Customer Reviews:   Read 31 more reviews...

5 out of 5 stars A recovered treasure   September 2, 2008
 0 out of 1 found this review helpful

Also heard it on NPR and discovered it. It's a brilliant album, cover-to-cover, one of the true ones you can listen to in order and just sit back and enjoy. It really has a theme and a progression.

Beautiful stuff.



5 out of 5 stars Totally Relevant (38 years later)   August 29, 2008
 1 out of 1 found this review helpful

I heard bits of the Album on NPR and I was blown away at how this was a forgotten album. The messages of this album is so relevant back then (although maybe not accepted by people), as it is now. The style and the sound is well at home today - I'll say much more so than back in the 1970s but it is well worth a listen.

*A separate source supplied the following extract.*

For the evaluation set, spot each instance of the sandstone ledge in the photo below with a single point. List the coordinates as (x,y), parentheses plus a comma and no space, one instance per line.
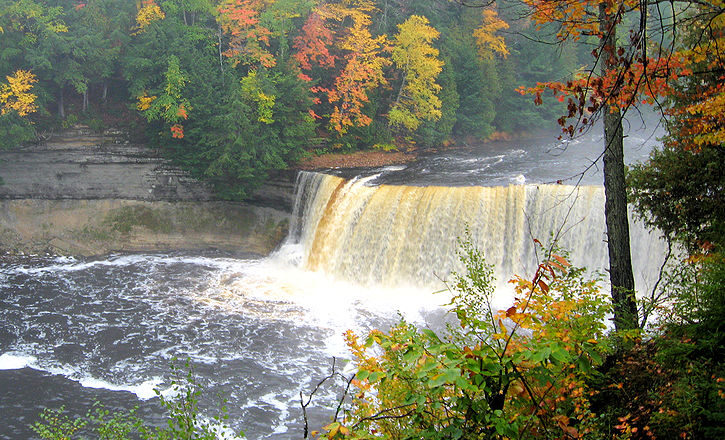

Just relax and listen to this album and let it hit you.



5 out of 5 stars Deep...very deep   October 8, 2007
 2 out of 2 found this review helpful

What I love most about this album are the lyrics. They truly send shivers down my spine and have meaning on many different levels. I know his work was meant to be a social/political commentary, but it works just as well as a wound licker for after one of those nasty break-ups.

The south african band - Just Jinger - did a great cover of Sugarman if you like this song.

Mellow, cool blues/rock guitar riffs and smoothe vocals - experimental at times with synthesizer. Rodriguez is definitely a hall of famer in my books. We need more Rodriguez in our lives!



5 out of 5 stars what a flashback!   July 14, 2007
 1 out of 1 found this review helpful

I thought I was the only person on the planet that remembered Rodriquez - Cold Fact! I do a web search and lo and behold, there's a cult following for him. Strangely enough the cult following was in SA (where I heard him) and Australia. I heard him (and even remember the album cover) back in high school over 30 years ago and remembered the one track "I Wonder", yet I don't remember what I had for lunch! I went to school near Durban, SA and the album floated around at parties and such. His haunting music has stayed with me ever since, I will be buying Cold Fact now!


5 out of 5 stars AAAAAAH, The 70's   April 3, 2007
 2 out of 2 found this review helpful

I must have bought 10 copies of this album when it first came out. I gave most of them to my friends, so many in fact that I don't own a copy myself. I was the music freek (nut!!) amongst my friends and since I thought that Bob Wills or Jimmy Reed would have been a bit much for them, I played Cold Fact. Since I couldn't be bothered bringing the album to their houses each weekend, I bought them copies and left them there. Every time we gathered for a Fri/Sat night out we would put on Rodriquez, toke up, have a few drinks, eat pistachio nuts and groove to "Sugar Man" et al. I have to admit I haven't heard this album for over 25 years but I can still sing the words to nearly every song!!!! I am amazed that this album had such a small audience; mainly in Australia and Sth Africa, as it is an iconic release. Australia had an extemely vibrant Pop music scene in the 70's thanks to Ian "Molly" Meldrum and his popular Countdown TV show. Along with Rodriguez, Countdown broke ABBA, which is a good or bad thing depending on one's perspective. If anyone out there, in a moment of madness, wants to find out what the average!! Aussie music buff was getting off on in the early 70's grab a copy of a Rodriguez album and see how off the planet we really were.